Existing laser image enhancement algorithms are mainly enhanced from visual and detail features. The histogram, wavelet transform [
1], and Retinex theory are three types of improved traditional algorithms. The histogram mainly enhances the algorithm by expanding the grayscale part with more pixels, the wavelet transform uses a method of decomposing sub-bands and layering processing for enhancement, and Retinex mainly relies on scientific experiments and analysis to enhance images. But these three algorithms require many parameters to be determined for improvement, and their impact and generalization abilities are unclear, which can easily lead to problems such as excessive enhancement, loss of important information, and artificial noise. In recent years, deep learning has been widely used in the image field. LL-Net [
2] proposed by Lore et al. was the first to use deep learning in image enhancement.
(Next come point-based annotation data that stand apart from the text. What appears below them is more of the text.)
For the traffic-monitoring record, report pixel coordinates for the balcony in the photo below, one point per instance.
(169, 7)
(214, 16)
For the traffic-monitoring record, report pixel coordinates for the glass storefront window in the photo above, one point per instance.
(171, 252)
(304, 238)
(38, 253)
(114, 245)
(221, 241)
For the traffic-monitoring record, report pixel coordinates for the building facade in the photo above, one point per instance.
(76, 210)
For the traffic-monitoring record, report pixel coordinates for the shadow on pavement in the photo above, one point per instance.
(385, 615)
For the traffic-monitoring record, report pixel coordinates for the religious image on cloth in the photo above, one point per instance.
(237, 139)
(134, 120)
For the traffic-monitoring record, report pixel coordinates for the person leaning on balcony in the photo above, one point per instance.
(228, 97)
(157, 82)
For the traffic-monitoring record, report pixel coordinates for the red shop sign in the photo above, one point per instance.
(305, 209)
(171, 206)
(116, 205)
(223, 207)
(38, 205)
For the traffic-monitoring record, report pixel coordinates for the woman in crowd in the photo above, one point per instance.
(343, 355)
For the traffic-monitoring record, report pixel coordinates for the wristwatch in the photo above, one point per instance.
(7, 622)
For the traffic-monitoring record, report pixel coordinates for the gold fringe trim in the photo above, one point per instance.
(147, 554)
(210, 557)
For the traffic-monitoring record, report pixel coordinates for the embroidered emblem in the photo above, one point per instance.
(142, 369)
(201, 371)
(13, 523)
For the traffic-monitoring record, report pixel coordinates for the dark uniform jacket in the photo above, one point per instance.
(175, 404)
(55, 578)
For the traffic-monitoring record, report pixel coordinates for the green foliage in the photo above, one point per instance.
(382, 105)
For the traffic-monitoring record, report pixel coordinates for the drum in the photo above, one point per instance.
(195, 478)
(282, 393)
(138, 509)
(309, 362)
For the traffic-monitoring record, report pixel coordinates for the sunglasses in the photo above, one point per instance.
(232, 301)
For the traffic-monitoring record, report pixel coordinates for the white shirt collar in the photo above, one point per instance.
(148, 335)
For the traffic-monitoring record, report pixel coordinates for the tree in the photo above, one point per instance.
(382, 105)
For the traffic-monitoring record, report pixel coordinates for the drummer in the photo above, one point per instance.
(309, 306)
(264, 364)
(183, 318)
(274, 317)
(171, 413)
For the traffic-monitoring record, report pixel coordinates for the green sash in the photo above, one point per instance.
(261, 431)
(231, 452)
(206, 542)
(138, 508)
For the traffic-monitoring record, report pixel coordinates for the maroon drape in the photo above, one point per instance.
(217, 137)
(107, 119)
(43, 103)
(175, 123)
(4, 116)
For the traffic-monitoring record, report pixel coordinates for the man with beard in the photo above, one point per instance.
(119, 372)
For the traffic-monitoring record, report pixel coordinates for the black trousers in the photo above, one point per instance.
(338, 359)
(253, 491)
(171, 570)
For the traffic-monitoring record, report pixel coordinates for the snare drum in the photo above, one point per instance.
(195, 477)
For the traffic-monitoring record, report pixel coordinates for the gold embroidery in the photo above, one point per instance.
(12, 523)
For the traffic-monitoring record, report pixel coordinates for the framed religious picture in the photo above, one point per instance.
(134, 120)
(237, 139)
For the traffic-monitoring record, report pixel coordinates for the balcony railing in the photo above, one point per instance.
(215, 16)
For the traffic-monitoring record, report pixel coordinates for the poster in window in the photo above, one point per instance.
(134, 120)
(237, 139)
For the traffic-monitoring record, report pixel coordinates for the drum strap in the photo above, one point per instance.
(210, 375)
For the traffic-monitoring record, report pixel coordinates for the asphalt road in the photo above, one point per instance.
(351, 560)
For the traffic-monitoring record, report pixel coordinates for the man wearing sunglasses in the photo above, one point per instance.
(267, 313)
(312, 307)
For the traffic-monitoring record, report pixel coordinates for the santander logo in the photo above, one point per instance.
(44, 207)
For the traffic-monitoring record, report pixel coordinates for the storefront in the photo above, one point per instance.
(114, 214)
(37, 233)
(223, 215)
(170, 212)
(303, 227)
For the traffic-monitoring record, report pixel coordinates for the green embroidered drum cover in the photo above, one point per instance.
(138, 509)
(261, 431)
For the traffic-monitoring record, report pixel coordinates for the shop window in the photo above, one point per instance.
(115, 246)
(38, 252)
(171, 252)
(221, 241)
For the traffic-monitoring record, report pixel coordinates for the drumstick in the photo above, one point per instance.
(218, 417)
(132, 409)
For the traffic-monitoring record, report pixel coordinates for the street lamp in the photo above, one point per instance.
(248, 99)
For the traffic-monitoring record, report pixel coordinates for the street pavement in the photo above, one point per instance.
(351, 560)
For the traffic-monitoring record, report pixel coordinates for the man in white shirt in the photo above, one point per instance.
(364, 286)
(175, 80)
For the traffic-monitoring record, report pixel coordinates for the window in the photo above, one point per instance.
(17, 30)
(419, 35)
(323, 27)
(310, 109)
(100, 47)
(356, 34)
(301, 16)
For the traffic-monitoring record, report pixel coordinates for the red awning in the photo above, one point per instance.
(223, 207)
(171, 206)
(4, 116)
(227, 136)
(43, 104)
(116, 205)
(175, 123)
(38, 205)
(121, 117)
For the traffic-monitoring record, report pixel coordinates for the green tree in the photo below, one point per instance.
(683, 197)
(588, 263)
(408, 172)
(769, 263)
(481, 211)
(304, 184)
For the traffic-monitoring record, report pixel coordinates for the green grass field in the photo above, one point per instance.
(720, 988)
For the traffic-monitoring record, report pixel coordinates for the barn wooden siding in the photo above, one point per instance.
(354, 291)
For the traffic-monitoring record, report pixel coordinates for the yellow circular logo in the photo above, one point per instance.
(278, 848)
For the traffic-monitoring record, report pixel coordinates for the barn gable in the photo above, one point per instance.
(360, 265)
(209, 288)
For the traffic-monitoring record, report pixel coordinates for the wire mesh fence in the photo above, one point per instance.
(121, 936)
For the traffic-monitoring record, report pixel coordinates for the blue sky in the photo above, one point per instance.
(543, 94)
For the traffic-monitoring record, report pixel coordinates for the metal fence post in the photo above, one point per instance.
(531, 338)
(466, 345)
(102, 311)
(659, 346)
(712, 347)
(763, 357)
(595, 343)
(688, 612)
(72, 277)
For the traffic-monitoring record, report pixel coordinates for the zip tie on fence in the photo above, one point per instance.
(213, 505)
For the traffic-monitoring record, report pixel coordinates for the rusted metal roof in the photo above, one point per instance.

They designed a low-light network depth autoencoder to simultaneously enhance and denoise low-light noisy images. Li et al. [
3] proposed a convolutional neural network (CNN) image enhancement method. It takes low-illumination images as the network input and the output results are enhanced using the Retinex [
4] model. The method solves the problem of distortion caused by over-enhancement in previous methods, but has limitations when enhancing low-quality low-light images.
Since the introduction of generative adversarial networks (GANs) in 2014 [
5], it has been widely used for generating high-quality samples using a unique zero-sum game and adversarial training approach. This has strengthened the feature learning and representation abilities of GANs, making it applicable in various fields such as computer vision. However, the lack of paired data for supervised learning makes it difficult to represent the performance. Zhu et al. designed a cyclic consistent adversarial network (Cycle GAN) based on GANs and pairwise learning [
6]. It overcomes the shortage of GANs but is prone to the loss of image information and cannot satisfy the structural similarity between the generated image and the real image. In 2021, the EnlightenGAN model was proposed, and it does not require paired training sets. One attention-guided U-Net [
7] generator and one global–local discriminator are included, and excellent performance is achieved on a range of standard test data. However, in the encoding–decoding stage, U-Net extracts different levels of features after multiple down-sampling and up-sampling. This can easily distort the generated images [
8], especially for darker low-light images, and make it difficult to restore the image detail information. In addition, the generated image tends to have a single color, and unknown artifacts are generated during the enhancement process. The laser image does not guarantee the same effect as other datasets do [
9].
To solve the above problems, the paper takes improving the generalization ability of unsupervised deep learning models on laser image datasets as the starting point. It combines the advantages of such models with a newly constructed laser image dataset to study low-light laser image enhancement techniques. The main contributions are as follows:
The algorithm is optimized and improved based on the EnlightenGAN model, and its loss function is redesigned to improve the generalization ability and enhancement effect of the model.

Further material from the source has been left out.